Here is an image taken of a Master Gardener workshop on miniature or fairy gardens. It was specifically labeled so if people were searching for fairy gardens on the Internet (a very popular garden trend last year) they might have come across this picture. I also added “hypertufa” in the image title. Each photo title in the album varies. I could have labeled all 63 photos the same, and I did originally, but I went back in and tweaked several so they were specific, like this hypertufa example. This practice explains the 205 views. This image will appear in a hypertufa only search. In addition, I used the description (which in Flickr is public) to direct viewers to find out more about the Master Gardeners and their programs. With that many images views, why not?

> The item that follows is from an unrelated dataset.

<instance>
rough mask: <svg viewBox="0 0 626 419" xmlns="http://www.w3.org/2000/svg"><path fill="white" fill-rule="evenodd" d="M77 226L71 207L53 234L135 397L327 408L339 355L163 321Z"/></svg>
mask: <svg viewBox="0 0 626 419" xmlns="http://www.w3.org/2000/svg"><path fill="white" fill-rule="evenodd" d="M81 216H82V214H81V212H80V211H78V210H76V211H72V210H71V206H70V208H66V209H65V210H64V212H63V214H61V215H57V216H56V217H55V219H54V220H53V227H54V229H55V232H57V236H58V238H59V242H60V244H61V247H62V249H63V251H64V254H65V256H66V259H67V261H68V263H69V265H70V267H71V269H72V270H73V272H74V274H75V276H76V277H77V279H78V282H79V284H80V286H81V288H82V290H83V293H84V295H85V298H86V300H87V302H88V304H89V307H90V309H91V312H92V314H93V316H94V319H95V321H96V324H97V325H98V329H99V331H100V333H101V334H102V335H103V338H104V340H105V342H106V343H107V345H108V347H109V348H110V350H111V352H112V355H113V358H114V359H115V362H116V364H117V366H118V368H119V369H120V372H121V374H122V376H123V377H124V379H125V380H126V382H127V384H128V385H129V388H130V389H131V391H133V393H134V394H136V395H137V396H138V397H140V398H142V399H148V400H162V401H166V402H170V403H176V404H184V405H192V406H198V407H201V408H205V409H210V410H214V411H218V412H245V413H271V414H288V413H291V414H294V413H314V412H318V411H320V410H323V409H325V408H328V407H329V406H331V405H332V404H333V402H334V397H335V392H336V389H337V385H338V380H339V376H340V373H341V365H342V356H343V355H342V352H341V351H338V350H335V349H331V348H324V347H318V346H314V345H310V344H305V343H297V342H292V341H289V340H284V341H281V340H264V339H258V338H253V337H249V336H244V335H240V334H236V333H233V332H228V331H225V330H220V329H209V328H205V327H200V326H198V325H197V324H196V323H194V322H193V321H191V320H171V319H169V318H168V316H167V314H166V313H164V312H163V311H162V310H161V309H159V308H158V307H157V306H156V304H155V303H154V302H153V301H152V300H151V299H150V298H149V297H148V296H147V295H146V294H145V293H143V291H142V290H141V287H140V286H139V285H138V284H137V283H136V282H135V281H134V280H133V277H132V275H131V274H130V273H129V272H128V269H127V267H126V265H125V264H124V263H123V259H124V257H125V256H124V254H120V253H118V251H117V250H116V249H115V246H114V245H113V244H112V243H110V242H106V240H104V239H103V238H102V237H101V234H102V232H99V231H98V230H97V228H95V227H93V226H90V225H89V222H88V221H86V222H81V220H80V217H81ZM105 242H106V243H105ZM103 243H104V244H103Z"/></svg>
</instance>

The lesson. Name your pictures thoroughly if you wish to increase your public profile or drive traffic to a particular website.My website on Chinese cartoons drawn by Thomas Nast, a cartoonist from the 19th century has received 56,000 visits in just over one year. It is not exactly a hot topic. Or so I thought. But every image iI uploaded is fully titled with the cartoon date name. Most are fully captioned and described. As a result, the cartoons I have posted often trump those of much more established sites. The statistics WordPress provides tells me that thousands of the referrals to my Nast website came from image searches from the main search engines. Once there, statistics show that the people who might have come because of one specific image, look around and visit other pages. I can’t ask for anything better than that. If I had named the images “cartoon 1.” “cartoon 2,” and so on, I have no doubt my statistics today would be significantly smaller.
Think about your topic and your purpose. What terms might your targeted audience, or a potentially new visitor search for? Will your images point them to your website?